JJ.Subsidiary shall mean any corporation (other than the Corporation) in an unbroken chain of corporations beginning with the Corporation, provided each corporation (other than the last corporation) in the unbroken chain owns, at the time of the determination, stock possessing fifty percent (50%) or more of the total combined voting power of all classes of stock in one of the other corporations in such chain.

KK.10% Stockholder shall mean the owner of stock (as determined under Code Section 424(d)) possessing more than ten percent (10%) of the total combined voting power of all classes of stock of the Corporation (or any Parent or Subsidiary).

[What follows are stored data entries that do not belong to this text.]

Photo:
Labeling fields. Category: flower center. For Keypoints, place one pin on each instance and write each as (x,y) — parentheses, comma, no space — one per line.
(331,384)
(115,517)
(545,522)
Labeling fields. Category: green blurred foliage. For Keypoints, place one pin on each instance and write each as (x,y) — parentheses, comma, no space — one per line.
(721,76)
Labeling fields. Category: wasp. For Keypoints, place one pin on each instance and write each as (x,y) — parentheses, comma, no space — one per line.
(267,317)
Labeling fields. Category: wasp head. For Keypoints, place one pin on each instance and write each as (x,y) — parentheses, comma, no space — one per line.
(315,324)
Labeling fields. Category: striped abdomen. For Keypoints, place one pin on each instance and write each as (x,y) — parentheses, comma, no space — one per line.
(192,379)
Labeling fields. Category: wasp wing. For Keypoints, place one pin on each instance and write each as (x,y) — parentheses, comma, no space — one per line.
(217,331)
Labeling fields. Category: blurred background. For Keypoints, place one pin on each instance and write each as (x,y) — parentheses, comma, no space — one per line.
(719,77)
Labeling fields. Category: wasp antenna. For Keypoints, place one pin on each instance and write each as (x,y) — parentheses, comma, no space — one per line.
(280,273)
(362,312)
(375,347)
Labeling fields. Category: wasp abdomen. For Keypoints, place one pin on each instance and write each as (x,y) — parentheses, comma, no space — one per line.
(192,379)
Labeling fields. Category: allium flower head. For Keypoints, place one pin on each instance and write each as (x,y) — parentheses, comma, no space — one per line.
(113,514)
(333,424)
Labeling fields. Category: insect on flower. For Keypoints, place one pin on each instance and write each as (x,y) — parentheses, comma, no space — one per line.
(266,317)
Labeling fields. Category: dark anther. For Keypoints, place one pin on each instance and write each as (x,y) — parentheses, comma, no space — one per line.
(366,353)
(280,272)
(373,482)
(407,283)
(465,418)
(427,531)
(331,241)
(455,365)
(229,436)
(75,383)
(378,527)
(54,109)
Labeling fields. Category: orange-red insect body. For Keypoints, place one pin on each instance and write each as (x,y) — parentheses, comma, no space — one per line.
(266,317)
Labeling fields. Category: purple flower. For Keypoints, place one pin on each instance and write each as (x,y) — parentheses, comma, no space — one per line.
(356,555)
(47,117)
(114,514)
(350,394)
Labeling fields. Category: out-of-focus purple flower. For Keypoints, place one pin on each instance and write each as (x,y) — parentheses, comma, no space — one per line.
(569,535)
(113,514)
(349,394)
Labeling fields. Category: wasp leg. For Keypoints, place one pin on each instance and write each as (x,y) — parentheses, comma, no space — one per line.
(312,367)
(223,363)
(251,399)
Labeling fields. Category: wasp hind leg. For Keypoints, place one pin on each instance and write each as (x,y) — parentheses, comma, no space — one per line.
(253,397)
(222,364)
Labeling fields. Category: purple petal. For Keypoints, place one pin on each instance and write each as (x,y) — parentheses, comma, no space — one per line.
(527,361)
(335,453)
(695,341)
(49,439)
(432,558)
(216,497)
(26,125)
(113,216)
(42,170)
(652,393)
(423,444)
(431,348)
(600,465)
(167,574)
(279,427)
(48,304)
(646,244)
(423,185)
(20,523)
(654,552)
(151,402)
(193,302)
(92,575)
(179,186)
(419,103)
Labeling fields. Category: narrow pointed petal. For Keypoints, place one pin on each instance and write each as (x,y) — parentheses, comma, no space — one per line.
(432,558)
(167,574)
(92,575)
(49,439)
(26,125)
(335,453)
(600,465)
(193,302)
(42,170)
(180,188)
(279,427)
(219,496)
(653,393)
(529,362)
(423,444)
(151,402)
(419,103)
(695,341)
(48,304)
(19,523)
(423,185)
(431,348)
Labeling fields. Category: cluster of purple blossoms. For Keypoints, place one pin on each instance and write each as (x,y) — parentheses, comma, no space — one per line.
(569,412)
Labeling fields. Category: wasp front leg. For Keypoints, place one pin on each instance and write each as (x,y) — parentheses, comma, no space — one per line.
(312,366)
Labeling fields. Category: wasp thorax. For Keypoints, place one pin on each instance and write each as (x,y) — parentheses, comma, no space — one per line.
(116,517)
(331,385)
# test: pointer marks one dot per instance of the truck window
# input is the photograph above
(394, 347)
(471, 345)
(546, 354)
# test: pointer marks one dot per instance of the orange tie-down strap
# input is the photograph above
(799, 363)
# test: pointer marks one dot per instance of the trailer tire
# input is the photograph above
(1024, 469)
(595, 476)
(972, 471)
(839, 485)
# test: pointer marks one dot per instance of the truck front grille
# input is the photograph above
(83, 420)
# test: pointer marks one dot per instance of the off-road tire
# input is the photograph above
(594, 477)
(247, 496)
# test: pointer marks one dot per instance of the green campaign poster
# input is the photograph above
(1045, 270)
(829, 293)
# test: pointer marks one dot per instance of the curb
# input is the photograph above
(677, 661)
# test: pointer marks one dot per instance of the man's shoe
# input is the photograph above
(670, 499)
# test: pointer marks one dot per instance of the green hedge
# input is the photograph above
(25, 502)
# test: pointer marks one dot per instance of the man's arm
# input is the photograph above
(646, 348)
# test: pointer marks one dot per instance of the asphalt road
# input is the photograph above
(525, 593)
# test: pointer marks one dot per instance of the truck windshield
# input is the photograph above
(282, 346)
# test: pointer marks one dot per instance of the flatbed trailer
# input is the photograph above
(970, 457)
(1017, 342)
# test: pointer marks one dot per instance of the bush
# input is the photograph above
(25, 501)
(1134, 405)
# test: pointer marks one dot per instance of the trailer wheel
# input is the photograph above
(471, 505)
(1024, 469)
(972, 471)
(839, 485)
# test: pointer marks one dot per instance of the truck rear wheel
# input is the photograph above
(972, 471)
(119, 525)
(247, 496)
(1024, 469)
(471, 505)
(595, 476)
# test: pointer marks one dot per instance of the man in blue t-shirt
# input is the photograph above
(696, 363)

LL.Tender-Offer Price shall mean the greater of (i) the Fair Market Value per share of Common Stock on the date the option is surrendered to the Corporation in connection with a Hostile Tender-Offer or (ii) the highest reported price per share of Common Stock paid by the tender offeror in effecting such Hostile Tender-Offer.  However, if the surrendered option is an Incentive Option, the Tender-Offer Price shall not exceed the clause (i) price per share.

MM.Withholding Taxes shall mean the applicable income and employment withholding taxes to which the holder of an option or stock appreciation right or shares of Common Stock under the Plan may become subject in connection with the grant or exercise of those options or stock appreciation rights or the issuance or vesting of those shares.